In the glorious history of artificial intelligence (AI), the Generative Pre-trained Transformer (GPT) family of models has undoubtedly demonstrated amazing progress. Since OpenAI launched the first GPT-1 in 2018, the GPT series has undergone significant evolution to form more powerful and diverse generative AI systems. This article will take a deep dive into the major breakthroughs of each generation of models and how they are shaping the future of information technology and AI today.
The concept of generative pre-training (GP) is not new in the field of machine learning and was used in semi-supervised learning in the early days. This process is initially pre-trained using an unlabeled dataset and then trained using a labeled dataset for classification. Researchers have used a variety of methods, from hidden Markov models (HMMs) to autoencoders, to try to produce and compress data and pave the way for future applications.
In 2017, Google published a study on "Attention is All About Self", which laid the foundation for subsequent generative language models. Subsequently, OpenAI launched GPT-1 in 2018, which marked the rise of generative pre-trained models based on the transformer architecture and began to provide diverse and vivid text generation capabilities.
GPT-3, launched by OpenAI in 2020, went a step further, expanding the scale of model parameters to 1.75 trillion, demonstrating significant language understanding and generation capabilities. At this stage, OpenAI proposed the concept of "InstructGPT", a series of models designed specifically for following instructions, increasing the accuracy of communicating with users.
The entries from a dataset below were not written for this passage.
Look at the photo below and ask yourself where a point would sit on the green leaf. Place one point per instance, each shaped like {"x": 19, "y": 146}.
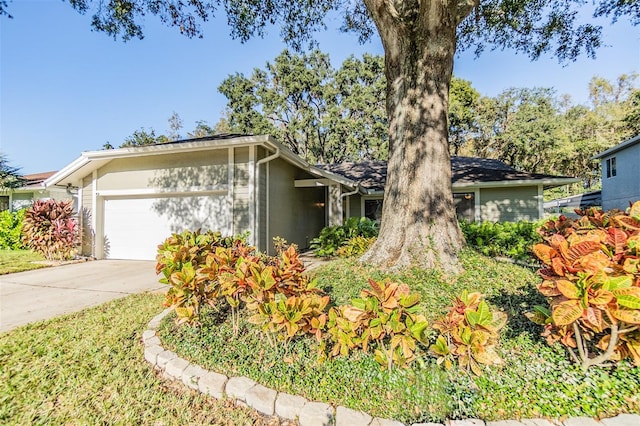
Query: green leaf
{"x": 481, "y": 316}
{"x": 628, "y": 297}
{"x": 567, "y": 312}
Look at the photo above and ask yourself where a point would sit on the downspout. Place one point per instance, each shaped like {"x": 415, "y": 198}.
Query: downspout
{"x": 348, "y": 194}
{"x": 257, "y": 190}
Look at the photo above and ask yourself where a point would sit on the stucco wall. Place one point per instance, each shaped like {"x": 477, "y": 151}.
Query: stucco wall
{"x": 509, "y": 204}
{"x": 355, "y": 208}
{"x": 241, "y": 222}
{"x": 618, "y": 190}
{"x": 294, "y": 213}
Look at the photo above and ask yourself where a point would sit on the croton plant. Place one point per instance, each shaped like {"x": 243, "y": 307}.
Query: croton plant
{"x": 591, "y": 279}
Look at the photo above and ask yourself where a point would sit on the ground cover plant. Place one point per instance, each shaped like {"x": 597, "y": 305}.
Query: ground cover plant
{"x": 89, "y": 368}
{"x": 592, "y": 283}
{"x": 424, "y": 391}
{"x": 50, "y": 228}
{"x": 514, "y": 240}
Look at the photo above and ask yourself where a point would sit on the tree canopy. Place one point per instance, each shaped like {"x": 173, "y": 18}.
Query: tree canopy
{"x": 322, "y": 114}
{"x": 420, "y": 39}
{"x": 10, "y": 177}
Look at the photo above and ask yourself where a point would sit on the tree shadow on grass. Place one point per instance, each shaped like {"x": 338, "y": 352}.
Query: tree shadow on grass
{"x": 515, "y": 303}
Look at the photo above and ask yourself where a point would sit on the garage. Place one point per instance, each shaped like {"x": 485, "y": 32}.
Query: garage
{"x": 133, "y": 227}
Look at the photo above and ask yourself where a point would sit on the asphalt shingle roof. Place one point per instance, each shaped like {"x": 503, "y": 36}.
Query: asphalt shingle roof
{"x": 465, "y": 170}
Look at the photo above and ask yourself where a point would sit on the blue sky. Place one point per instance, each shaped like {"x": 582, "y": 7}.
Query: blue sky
{"x": 65, "y": 89}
Since then, the development of the GPT family has continued to move forward, with promotions like GPT-4 being entirely based on strengthening previous models.
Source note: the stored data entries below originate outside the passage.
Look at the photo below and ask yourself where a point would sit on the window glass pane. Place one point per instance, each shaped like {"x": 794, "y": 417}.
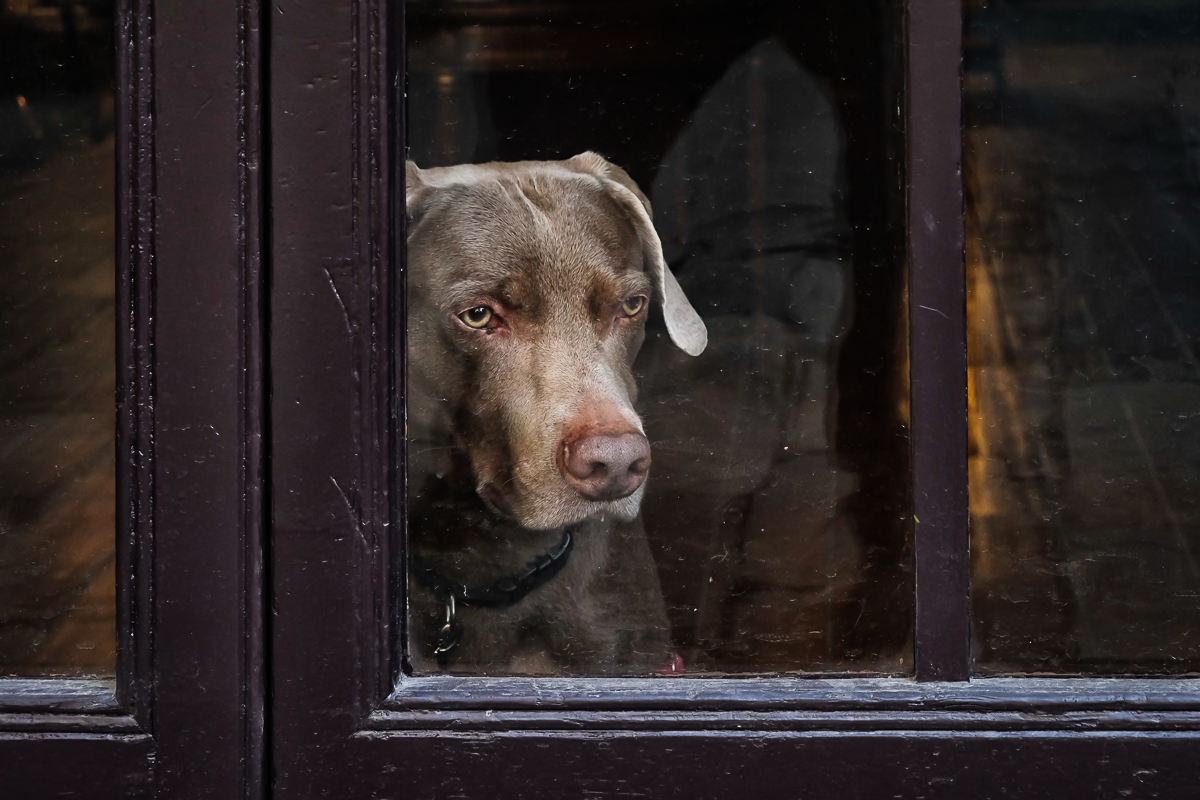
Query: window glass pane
{"x": 1083, "y": 169}
{"x": 760, "y": 524}
{"x": 57, "y": 338}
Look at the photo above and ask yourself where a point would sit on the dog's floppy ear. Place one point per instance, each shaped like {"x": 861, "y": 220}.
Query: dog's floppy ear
{"x": 684, "y": 325}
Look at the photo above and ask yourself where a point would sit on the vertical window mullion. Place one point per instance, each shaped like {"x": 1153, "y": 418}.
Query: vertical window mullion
{"x": 937, "y": 319}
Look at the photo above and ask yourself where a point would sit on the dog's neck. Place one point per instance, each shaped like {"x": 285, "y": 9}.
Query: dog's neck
{"x": 451, "y": 530}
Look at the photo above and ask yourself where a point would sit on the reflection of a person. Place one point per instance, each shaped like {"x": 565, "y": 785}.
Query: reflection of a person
{"x": 748, "y": 203}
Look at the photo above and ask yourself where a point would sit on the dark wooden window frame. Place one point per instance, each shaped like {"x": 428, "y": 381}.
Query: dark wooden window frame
{"x": 349, "y": 723}
{"x": 203, "y": 282}
{"x": 185, "y": 714}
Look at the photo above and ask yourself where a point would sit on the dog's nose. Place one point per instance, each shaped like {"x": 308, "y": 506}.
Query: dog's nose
{"x": 606, "y": 467}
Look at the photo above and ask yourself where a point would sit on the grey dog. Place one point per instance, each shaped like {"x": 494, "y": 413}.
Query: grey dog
{"x": 528, "y": 289}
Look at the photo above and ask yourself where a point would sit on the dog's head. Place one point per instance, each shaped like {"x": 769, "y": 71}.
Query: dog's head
{"x": 528, "y": 288}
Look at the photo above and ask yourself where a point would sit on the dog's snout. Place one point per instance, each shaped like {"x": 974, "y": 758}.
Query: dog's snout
{"x": 606, "y": 465}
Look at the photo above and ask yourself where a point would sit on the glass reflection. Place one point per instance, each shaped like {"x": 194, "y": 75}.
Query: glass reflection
{"x": 775, "y": 507}
{"x": 1083, "y": 173}
{"x": 57, "y": 340}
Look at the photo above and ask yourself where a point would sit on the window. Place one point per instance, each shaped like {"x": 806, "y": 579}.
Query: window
{"x": 265, "y": 449}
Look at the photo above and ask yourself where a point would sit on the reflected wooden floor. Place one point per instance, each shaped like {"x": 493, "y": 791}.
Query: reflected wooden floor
{"x": 57, "y": 416}
{"x": 1084, "y": 286}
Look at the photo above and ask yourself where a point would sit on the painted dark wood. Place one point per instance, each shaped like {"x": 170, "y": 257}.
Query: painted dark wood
{"x": 347, "y": 725}
{"x": 186, "y": 717}
{"x": 939, "y": 349}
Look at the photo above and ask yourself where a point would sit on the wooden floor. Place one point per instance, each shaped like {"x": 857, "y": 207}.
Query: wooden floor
{"x": 1084, "y": 282}
{"x": 57, "y": 415}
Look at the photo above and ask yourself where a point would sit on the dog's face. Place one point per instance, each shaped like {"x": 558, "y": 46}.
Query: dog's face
{"x": 528, "y": 289}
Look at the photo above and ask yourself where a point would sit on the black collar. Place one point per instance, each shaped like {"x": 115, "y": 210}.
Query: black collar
{"x": 502, "y": 593}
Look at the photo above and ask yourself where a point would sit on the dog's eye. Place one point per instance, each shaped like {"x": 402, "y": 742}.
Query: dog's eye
{"x": 633, "y": 307}
{"x": 478, "y": 317}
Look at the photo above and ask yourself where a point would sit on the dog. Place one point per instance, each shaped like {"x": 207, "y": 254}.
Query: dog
{"x": 529, "y": 284}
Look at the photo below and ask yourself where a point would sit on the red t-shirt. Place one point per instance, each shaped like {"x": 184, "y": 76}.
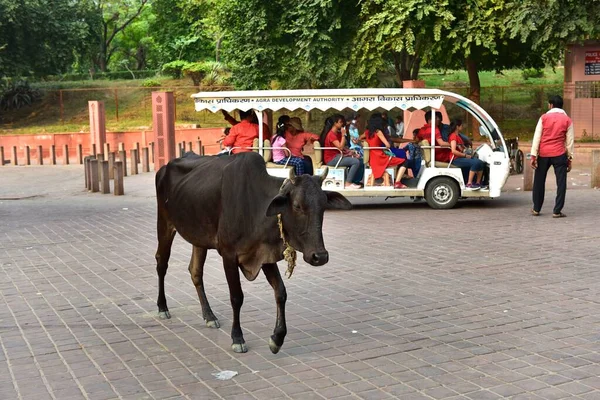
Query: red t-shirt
{"x": 331, "y": 137}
The base model, as the name suggests, is an AI model trained on large-scale data. The diversity of such models enables them to be applied to various downstream tasks. For example, OpenAI's GPT series, the latest GPT-4 is widely recognized by the market for its powerful power and flexibility. With the launch of GPT-4, the model not only excels in language processing, but also supports multimodal capabilities and is able to process text and images simultaneously.
Through careful adjustment and reshaping, the basic GPT model can develop task-specific models for specific fields, such as EinsteinGPT, BloombergGPT, etc. These models are not limited to text generation, but also help the industry improve work efficiency.
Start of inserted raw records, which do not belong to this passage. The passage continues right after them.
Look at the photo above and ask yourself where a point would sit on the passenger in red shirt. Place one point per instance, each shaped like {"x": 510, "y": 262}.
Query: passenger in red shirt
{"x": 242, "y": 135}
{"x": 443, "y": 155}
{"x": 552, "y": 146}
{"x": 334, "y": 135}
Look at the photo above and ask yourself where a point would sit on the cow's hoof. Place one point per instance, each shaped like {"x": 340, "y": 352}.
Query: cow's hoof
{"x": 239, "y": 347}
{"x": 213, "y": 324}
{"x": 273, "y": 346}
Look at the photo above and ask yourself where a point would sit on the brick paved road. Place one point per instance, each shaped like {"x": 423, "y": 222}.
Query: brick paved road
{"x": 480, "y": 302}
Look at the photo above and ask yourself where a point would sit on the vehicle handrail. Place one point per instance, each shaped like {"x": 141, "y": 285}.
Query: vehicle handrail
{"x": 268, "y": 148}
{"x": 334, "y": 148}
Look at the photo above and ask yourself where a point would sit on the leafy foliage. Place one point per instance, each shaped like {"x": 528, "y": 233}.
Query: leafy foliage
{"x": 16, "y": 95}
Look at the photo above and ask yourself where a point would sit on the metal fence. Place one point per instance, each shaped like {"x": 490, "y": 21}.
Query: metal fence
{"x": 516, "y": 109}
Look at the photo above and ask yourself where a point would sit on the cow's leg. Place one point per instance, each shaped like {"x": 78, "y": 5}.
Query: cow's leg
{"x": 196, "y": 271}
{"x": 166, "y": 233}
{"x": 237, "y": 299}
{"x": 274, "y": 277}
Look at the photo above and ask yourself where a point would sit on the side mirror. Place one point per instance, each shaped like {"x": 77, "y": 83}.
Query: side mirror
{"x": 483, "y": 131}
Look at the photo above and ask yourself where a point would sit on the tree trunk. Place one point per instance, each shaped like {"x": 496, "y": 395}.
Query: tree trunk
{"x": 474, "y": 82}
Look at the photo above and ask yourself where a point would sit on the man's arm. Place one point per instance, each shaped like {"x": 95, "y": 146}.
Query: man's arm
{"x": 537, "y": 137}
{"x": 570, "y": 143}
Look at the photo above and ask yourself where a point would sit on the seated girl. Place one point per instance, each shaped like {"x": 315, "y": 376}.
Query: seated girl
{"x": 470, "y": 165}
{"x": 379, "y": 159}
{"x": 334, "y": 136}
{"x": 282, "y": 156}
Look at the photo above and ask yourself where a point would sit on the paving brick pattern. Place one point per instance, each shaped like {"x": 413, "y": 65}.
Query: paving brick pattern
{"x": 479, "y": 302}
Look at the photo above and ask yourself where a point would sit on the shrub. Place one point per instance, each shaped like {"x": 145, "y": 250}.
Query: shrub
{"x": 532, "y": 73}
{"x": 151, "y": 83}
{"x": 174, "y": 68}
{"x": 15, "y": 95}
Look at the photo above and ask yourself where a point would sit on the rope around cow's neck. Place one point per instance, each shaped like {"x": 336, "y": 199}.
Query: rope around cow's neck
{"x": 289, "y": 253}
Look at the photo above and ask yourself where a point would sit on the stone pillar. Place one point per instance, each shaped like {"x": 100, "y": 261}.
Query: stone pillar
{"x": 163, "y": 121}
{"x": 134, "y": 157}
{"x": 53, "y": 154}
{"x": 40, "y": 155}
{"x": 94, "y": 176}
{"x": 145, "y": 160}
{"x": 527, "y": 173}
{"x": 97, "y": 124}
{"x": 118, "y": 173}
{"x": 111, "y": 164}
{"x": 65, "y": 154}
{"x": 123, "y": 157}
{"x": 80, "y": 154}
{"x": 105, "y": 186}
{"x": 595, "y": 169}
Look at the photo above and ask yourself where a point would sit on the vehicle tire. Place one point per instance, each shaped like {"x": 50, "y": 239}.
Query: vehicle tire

With the emergence of specialized models, AI is increasingly being used in a variety of industries, from finance to medicine.
The development of multimodality allows the GPT model to further broaden its scope of application. For example, Microsoft's "Visual ChatGPT" combines the understanding of text and images to provide users with a richer interactive experience.
As the term "GPT" becomes popular, OpenAI also faces challenges in maintaining its brand. Recently, OpenAI has begun to emphasize that the name should be regarded as its exclusive trademark and to supervise the use of the term by others, which shows that in the field of AI, the boundary between brand and technology is becoming increasingly blurred.
Although standardization and trademark protection go beyond the technology itself, the brand influence behind it cannot be ignored. In the future, with the continuous advancement of AI technology, what new meaning will this term be given?
How will the future GPT model affect our lives and work?